German and French are closer to English than Arabic or Chinese, especially in the script.

As an experiment in empathy, I encourage folks to examine this working OCaml code where I've replaced the Latin tokens and identifiers with Chinese ones: https://github.com/taostein/hanma/blob/master/example.hm . Chinese lacks capital letters [1], so I use the prefix "卜" instead. The mapping of tokens is here (in the parsing/lexer.mll diff): https://github.com/taostein/hanma/blob/master/lexer.mll.diff

Reading code is hard when the script model isn't functioning in the fast processing part of your brain. Granted, Chinese has more characters than Latin, but training a brain to do fast processing of script takes years, even if it's Latin. Sometimes we forget it took us years to learn to read, for most of us that was a long time ago.

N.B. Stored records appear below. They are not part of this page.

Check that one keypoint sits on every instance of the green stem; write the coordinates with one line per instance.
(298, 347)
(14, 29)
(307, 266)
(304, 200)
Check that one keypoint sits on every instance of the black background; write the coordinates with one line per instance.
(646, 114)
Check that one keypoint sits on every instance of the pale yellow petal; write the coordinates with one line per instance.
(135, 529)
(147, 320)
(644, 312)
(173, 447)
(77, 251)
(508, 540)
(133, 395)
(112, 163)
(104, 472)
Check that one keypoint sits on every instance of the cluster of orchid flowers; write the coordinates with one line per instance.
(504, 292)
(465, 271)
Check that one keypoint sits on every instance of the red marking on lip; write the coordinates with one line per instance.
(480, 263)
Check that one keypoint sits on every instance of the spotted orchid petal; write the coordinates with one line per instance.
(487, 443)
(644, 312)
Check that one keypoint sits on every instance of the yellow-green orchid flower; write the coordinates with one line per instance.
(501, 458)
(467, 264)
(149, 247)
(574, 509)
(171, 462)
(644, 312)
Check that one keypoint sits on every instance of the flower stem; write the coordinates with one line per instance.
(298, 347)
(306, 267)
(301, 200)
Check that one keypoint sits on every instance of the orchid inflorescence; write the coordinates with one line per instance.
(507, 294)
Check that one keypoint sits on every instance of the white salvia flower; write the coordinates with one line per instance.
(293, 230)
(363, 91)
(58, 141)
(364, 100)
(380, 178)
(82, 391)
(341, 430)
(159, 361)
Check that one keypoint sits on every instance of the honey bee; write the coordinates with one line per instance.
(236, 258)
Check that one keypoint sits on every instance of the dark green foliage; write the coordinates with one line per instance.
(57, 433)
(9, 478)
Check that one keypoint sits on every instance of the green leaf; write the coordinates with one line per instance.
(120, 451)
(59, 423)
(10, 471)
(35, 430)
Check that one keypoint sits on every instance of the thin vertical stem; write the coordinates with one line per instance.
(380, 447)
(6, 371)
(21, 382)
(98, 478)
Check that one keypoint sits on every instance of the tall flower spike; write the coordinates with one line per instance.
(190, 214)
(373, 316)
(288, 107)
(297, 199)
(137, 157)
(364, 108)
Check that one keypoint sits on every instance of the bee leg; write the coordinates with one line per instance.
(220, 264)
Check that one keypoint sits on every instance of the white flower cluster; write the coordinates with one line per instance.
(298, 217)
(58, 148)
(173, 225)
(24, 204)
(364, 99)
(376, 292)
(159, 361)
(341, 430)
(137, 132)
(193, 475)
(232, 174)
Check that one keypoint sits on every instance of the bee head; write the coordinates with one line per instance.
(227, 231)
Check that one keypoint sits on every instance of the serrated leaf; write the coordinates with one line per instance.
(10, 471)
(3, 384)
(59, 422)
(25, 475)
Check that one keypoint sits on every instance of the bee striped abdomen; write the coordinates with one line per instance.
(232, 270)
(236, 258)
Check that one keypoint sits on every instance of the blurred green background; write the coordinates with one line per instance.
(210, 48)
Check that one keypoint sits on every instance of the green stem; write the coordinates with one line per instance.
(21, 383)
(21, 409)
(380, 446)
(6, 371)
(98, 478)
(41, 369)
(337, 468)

I've taught Chinese students OCaml programming using Latin tokens and I've taught the same replacing those Latin tokens with Chinese ones. I tried this as an experiment and I was surprised at the outcome. Previously, I thought as most of you probably do -- come on, it's just a few tokens plus logic -- not hard. How many tokens are there in C, like 30? I could memorize those in a day! I WAS WRONG. The students were markedly more motivated and enthusiastic when coding in their own script. And these are smart people, among China's brightest. Motivated learners learn better and are also more fun to teach. This teaching experience is what inspired me to undertake this translation project.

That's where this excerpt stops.